Learning from Disagreement: Clinician Overrides as Implicit Preference Signals for Clinical AI in Value-Based Care
arXiv:2604.28010v1 Announce Type: new
Abstract: We reframe clinician overrides of clinical AI recommendations as implicit preference data - the same signal structure exploited by reinforcement learning from human feedback (RLHF), but richer: the annotator is a domain expert, the alternatives carry real consequences, and downstream outcomes are observable. We present a formal framework extending standard preference learning with three contributions: a five-category override taxonomy mapping override types to distinct model update targets; a preference formulation conditioned on patient state s, organizational context c, and clinician capability kappa, where kappa decomposes into execution capability kappa-exec and alignment capability kappa-align; and a dual learning architecture that jointly trains a reward model and a capability model via alternating optimization, preventing a failure mode we term suppression bias-the systematic suppression of correct-but-difficult recommendations when clinician capability falls below the execution threshold.

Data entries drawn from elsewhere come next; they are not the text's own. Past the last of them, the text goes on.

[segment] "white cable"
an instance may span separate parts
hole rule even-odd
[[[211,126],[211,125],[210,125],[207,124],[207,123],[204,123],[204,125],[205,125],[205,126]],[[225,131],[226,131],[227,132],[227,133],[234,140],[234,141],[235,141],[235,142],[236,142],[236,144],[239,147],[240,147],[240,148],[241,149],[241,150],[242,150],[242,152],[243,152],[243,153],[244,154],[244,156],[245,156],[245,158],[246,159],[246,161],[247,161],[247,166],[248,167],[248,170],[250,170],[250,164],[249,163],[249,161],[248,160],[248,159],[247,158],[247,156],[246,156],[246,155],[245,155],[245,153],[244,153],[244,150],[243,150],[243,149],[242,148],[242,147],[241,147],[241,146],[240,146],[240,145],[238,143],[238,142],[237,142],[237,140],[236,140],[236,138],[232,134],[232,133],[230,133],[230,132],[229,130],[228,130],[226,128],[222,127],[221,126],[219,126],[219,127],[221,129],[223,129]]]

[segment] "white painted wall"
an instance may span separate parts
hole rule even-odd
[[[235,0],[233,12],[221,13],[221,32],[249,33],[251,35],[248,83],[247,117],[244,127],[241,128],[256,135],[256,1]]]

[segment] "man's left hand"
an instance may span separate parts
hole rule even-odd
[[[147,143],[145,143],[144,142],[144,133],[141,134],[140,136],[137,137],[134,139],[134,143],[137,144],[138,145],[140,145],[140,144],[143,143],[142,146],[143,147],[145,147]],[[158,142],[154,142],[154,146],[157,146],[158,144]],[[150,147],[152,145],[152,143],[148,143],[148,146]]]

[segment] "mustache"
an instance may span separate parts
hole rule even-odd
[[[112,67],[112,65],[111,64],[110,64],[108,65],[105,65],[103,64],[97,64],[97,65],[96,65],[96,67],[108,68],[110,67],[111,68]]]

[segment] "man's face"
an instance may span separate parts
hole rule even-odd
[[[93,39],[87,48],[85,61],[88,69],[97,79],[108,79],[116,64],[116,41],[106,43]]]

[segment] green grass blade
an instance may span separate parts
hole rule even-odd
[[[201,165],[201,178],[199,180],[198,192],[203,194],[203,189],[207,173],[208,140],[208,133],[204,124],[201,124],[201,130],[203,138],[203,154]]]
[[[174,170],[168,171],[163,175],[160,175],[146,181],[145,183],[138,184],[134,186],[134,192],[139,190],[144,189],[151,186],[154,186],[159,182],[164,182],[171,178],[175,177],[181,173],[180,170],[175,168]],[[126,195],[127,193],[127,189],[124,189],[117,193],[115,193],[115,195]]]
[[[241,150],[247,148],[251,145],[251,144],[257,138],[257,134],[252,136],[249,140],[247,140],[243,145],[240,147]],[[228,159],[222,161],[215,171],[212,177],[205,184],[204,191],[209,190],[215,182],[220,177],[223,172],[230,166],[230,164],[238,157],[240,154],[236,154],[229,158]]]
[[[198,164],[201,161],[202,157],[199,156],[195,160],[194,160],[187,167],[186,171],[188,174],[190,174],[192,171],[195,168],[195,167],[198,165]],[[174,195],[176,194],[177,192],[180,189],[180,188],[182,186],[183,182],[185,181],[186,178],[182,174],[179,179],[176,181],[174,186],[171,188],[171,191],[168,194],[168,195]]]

We argue that chronic disease management under outcome-based payment contracts produces override data with uniquely favorable properties-longitudinal density, concentrated decision space, outcome labels, and natural capability variation-and that training environments combining longitudinal outcome measurement with aligned financial incentives are a necessary condition for learning a reward model aligned with patient trajectory rather than with encounter economics. This framework emerged from operational work to improve clinician capability in a live value-based care deployment.